Role of Genome in the Formation of Conical Retroviral Shells

TL;DR

This study models the HIV genome's role in capsid shape formation, revealing that genome-capsid interactions influence whether conical or cylindrical shapes are energetically favored, which may impact viral infectivity.

Contribution

It introduces a mean-field theoretical model to analyze how genome interactions affect HIV capsid shape selection, bridging in vivo and in vitro observations.

Findings

Confinement free energy favors conical capsids without genome interaction.

Attractive genome-capsid interactions favor cylindrical capsids.

Insights into factors influencing HIV capsid morphology and infectivity.

Abstract

Human immunodeficiency virus (HIV) capsid proteins spontaneously assemble around the genome into a protective protein shell called the capsid, which can take on a variety of shapes broadly classified as conical, cylindrical and irregular.

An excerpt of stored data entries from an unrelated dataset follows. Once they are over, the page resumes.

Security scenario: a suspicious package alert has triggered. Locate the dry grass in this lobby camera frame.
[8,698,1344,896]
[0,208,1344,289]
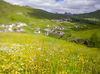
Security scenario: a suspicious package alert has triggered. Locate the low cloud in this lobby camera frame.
[4,0,100,14]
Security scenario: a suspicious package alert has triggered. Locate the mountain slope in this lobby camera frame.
[74,10,100,19]
[0,1,66,21]
[0,33,100,74]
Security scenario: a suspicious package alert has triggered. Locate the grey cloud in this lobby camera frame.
[5,0,100,14]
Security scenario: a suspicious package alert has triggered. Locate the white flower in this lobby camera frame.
[38,48,41,50]
[46,59,48,62]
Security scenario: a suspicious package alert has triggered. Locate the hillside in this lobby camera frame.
[0,33,100,74]
[0,1,66,23]
[74,10,100,19]
[0,1,100,46]
[0,0,100,74]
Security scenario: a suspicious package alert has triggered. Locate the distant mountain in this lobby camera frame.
[0,0,67,20]
[74,10,100,19]
[64,12,73,15]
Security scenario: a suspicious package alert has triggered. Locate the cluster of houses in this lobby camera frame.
[51,18,72,23]
[30,25,65,35]
[0,22,27,32]
[44,26,65,35]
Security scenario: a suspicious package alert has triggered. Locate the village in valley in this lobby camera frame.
[0,16,87,36]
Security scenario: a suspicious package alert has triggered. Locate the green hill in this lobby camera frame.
[0,0,100,74]
[74,10,100,19]
[0,0,67,23]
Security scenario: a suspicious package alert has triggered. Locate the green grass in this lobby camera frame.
[0,33,100,74]
[0,0,100,74]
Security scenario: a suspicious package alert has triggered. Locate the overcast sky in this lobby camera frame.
[4,0,100,14]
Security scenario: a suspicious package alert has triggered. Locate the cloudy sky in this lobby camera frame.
[4,0,100,14]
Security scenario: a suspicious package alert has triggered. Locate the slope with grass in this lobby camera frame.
[0,33,100,74]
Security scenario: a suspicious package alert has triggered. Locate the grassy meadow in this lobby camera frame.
[0,33,100,74]
[0,0,100,74]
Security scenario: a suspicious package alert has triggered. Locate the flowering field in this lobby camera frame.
[0,33,100,74]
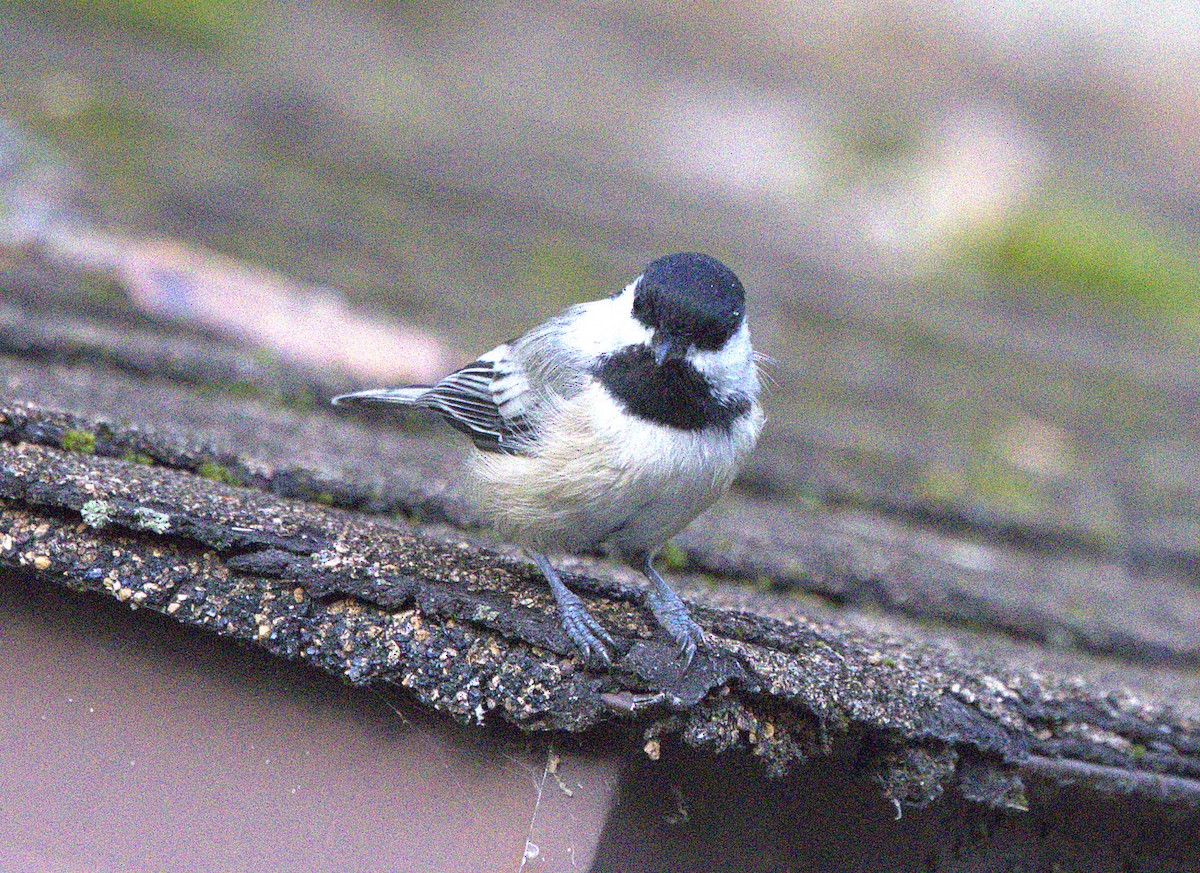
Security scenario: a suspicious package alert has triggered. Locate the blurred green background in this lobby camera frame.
[0,0,1200,559]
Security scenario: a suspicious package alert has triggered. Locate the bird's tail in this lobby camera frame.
[330,385,430,407]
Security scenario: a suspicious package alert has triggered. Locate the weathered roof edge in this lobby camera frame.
[0,408,1200,807]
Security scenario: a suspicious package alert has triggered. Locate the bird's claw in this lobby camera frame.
[558,595,617,664]
[649,595,708,673]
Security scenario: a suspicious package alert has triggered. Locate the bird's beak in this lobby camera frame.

The majority of capsids seen in in vivo studies are conical in shape, while in vitro experiments have shown a preference for cylindrical capsids. The factors involved in the selection of the unique shape of HIV capsids are not well understood, and in particular the impact of RNA on the formation of the capsid is not known. In this work, we study the role of the genome and its interaction with the capsid protein by modeling the genomic RNA through a mean-field theory. Our results show that the confinement free energy for a homopolymeric model genome confined in a conical capsid is lower than that in a cylindrical capsid, at least when the genome does not interact with the capsid, which seems to be the case in in vivo experiments. Conversely, the confinement free energy for the cylinder is lower than for a conical capsid if the genome is attracted to the capsid proteins as the in vitro experiments. Understanding the factors that contribute to the formation of conical capsids may shed light on the infectivity of HIV particles.